Bien sûr, ce sont des extensions parfaitement appropriées des définitions existantes de prompt. Nous avons suscité une réponse pendant des siècles. Et en tant que nom, l’utilisation du mot « invite » était à l’origine inversée dans les interfaces informatiques : l’invite de ligne de commande invitait elle-même l’humain à répondre. Nous avons donc ici un renversement intéressant. Qui incite qui – ou quoi ? Que cela ait renforcé ou dilué le mot est une question de goût.

Si vous vous demandez quel est le mot de l’année à Oxford, c’est « rizz », un raccourci ludique pour « charisme » et quelque chose qui manque sans doute totalement à l’IA, comme Tom Holland.

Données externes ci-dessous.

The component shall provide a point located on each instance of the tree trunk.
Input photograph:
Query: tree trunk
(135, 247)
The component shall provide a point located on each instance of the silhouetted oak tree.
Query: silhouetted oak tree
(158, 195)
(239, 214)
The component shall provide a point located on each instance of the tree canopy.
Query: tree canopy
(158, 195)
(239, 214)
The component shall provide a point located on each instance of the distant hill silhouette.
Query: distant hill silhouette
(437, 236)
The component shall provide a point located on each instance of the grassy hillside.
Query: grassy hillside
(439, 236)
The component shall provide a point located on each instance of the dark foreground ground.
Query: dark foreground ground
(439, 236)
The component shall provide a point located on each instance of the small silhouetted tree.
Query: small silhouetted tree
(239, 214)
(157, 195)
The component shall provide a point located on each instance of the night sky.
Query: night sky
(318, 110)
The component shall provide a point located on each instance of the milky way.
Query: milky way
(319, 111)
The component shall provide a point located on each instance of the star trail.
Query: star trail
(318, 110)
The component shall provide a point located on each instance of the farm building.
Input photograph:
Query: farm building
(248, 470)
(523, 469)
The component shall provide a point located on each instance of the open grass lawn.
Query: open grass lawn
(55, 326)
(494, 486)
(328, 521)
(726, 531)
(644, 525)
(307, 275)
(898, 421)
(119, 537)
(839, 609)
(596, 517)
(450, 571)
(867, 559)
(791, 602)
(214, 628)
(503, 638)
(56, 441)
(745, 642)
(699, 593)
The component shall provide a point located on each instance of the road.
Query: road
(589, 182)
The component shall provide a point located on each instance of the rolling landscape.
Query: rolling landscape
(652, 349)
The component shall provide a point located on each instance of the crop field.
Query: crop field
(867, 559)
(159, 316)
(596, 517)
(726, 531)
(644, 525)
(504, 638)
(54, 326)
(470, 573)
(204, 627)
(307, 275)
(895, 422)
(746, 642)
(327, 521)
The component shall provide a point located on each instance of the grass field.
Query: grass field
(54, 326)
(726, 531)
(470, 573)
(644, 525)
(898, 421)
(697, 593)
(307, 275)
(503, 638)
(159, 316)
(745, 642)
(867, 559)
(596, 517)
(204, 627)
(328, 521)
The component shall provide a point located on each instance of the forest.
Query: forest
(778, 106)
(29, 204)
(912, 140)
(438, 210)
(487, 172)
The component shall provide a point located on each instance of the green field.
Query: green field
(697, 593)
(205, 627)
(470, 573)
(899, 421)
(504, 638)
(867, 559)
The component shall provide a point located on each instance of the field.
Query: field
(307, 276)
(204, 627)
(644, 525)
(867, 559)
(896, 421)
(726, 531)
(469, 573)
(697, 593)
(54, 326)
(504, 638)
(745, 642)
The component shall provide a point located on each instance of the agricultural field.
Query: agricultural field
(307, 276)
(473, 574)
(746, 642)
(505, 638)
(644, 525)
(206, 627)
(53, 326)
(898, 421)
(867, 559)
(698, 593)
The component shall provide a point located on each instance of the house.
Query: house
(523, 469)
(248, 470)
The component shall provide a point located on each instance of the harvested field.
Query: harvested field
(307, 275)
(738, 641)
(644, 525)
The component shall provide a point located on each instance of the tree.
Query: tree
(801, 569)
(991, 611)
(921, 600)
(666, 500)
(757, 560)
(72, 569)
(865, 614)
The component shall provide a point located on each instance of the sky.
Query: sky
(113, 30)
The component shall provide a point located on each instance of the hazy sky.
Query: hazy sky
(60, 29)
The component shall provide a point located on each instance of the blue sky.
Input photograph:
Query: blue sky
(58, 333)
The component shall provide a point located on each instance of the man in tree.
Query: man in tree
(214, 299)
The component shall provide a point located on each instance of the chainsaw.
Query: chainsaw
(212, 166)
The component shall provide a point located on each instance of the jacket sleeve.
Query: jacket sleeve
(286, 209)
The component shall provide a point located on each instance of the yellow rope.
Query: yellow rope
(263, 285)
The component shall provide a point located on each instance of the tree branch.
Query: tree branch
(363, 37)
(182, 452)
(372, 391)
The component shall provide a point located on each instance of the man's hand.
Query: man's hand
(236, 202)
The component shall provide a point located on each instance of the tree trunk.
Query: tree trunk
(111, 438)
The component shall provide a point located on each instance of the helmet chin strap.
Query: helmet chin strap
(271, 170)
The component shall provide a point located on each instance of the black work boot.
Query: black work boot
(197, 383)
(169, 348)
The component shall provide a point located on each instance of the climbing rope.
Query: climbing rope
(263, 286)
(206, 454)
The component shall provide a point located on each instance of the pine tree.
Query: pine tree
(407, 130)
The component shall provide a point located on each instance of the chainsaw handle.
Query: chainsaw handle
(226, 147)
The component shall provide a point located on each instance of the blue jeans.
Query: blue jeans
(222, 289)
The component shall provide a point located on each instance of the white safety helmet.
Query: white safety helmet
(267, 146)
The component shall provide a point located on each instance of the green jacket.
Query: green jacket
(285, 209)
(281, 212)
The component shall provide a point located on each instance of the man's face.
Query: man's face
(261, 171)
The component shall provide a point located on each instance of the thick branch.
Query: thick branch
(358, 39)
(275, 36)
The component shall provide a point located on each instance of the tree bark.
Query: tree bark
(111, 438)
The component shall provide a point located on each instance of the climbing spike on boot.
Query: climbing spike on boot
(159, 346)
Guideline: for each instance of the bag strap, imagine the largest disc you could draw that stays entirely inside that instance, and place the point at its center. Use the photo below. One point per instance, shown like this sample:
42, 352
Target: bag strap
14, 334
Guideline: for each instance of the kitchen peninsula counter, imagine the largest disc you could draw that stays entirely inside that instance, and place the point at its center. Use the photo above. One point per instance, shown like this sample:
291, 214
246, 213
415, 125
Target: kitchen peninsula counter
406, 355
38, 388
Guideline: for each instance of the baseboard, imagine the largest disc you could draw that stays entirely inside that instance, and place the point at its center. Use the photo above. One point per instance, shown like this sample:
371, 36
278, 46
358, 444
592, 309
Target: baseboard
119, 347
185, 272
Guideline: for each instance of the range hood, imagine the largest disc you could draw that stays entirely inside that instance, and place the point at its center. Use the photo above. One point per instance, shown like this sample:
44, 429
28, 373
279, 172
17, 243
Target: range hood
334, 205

Il était inévitable que la terminologie de l’IA s’infiltre dans le lexique, même si je suis un peu triste que des termes plus cool comme « espace latent » ne soient pas encore d’usage général. La technologie évolue cependant suffisamment vite pour qu’il soit peut-être préférable de s’en tenir à ce qui est bien établi, comme l’indique le jugement exercé par mes pairs, tels que j’aimerais les penser, dans le monde lexicographique. Nous attendons cependant d’autres mots de l’année, alors que les équipes de contenu de dictionnaire les plus audacieuses se demandent si les vecteurs et les intégrations méritent également un coup de pouce.